Der Chor ist es auch, der dieser Operette das volle Leben schenkt. Er ist kein Hintergrund für Solistinnen und Solisten, er ist Partner, Mitspieler und vor allem: Mitsänger. Da hat jeder im Chor seine/ihre eigene Persönlichkeit, die er/sie ins Spiel einbringt, es wird getanzt und „cancanniert“, dass es eine Pracht ist. Harri Bläsi aus Schiers hat den erprobten und routinierten Operettenchor Balzers gut im Griff, Regisseur Jean Claude Bordet weiß zudem, wie er die vielen Sängerinnen und Sänger gewinnbringend einzusetzen hat, beispielsweise beim Weibermarsch.
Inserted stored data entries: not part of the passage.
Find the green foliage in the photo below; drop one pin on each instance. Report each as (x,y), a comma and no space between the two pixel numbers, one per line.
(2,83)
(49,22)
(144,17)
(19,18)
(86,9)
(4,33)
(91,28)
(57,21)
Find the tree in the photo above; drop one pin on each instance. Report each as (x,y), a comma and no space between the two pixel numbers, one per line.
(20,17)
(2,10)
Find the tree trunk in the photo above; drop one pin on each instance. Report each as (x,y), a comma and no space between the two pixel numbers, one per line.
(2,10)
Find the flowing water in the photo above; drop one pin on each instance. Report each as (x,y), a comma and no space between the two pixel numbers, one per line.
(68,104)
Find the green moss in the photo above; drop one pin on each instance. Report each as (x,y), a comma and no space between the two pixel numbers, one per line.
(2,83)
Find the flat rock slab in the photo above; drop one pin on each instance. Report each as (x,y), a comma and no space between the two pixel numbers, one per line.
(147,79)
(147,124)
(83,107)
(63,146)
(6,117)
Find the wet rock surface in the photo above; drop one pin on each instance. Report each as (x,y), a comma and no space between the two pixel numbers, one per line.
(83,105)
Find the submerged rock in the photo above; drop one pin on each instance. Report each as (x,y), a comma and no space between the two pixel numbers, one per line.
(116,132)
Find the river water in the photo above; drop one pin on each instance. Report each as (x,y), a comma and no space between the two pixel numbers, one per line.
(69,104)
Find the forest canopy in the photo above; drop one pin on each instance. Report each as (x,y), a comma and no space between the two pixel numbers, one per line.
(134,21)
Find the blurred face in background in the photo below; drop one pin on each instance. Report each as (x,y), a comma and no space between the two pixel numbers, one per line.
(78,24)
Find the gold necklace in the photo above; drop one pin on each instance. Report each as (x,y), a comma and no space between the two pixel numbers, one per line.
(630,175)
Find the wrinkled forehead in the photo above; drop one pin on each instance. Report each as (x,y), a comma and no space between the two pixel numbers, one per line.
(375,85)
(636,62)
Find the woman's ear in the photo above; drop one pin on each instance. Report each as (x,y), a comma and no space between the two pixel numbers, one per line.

Ein weiterer Glücksgriff dieser Produktion war die Choreografie durch Tamara Kaufmann – was sich vor allem im letzten Akt zeigt. Das fetzte und fegte, die munteren Grisetten schwangen ihre Röcke und präsentierten dem Publikum temperamentvoll ihre langen weißen Unterhosen.

Das SOL setzt markante Akzente

Doch natürlich lebt eine Operette vor allem von der Musik. Das Sinfonieorchester Liechtenstein SOL unter der Leitung von Willi Büchel setzte markante Akzente, allen voran die Streicher, die mit einem unglaublich weichen und sanften Ton jede Liebesszene zum Dahinschmelzen brachten. Im letzten Akt allerdings jagte der Dirigent das Orchester in einen furiosen Cancan und als dann noch zwei Tänzer auf der Theke der Bar einen Table Dance mit Striptease zeigten, klang auch Lehars Musik ein bisschen nach Leonhard Bernstein. Willi Büchel war mit seinem Orchester zudem ein feinfühliger Begleiter der Solistinnen und Solisten. 

Stimmkräftige Solistinnen und Solisten

Sigrid Plundrich aus München sang die Hanna Glawari und gab dieser lustigen Witwe den Glamour von Helene Fischer – nicht nur wegen des Glitzerkleides am Schluss. Ihr klarer Sopran entfaltete sich beim Vilja-Lied mit all seiner Innigkeit und einer klaren, kräftigen Höhe. Christine Schneider aus Thüringen war eine kokette Valencienne, die wirklich nur zum Schein ihre Anständigkeit betonte, dies aber mit viel Charme und einer sicher geführten Stimme. Sie ist ein Temperamentsbündel, was sich vor allem beim Tanz mit den Grisetten zeigte. Ihr Verehrer Camille des Rosillon war bei Christoph Waltle ein eher unsicher wirkender junger Mann mit einem breiten strahlenden Heldentenor. Als ihr Ehemann Baron Mirko Zeta bewies Christian Nipp viel Contenance und staatsherrliche Attitüde, aber auch Humor und Tanzlust. Sein Kanzlist Negus war bei Toni Bürzle ein wahres Faktotum und wurde sofort zum Publikumsliebling.

Ein liebkranker Mann

Den stärksten Eindruck hinterließ Daniel Raschinsky aus Innsbruck als Danilo – ein liebenswerter Filou, dies aber nur scheinbar. Ganz innen ist er dann doch ein „liebkranker“ Mann mit einer starken Bühnenpräsenz und einem geschmeidigen und kräftigen Bariton. Bei seiner Erzählung der zwei Königskinder offenbarte ein wunderbar weicher und zarter Celloton sein wahres Gemüt – dieser Danilo ist ein Melancholiker. Wenn dann noch seine Lippen schweigen und die Geigen flüstern, dann schmilzt nicht nur die lustige Witwe dahin.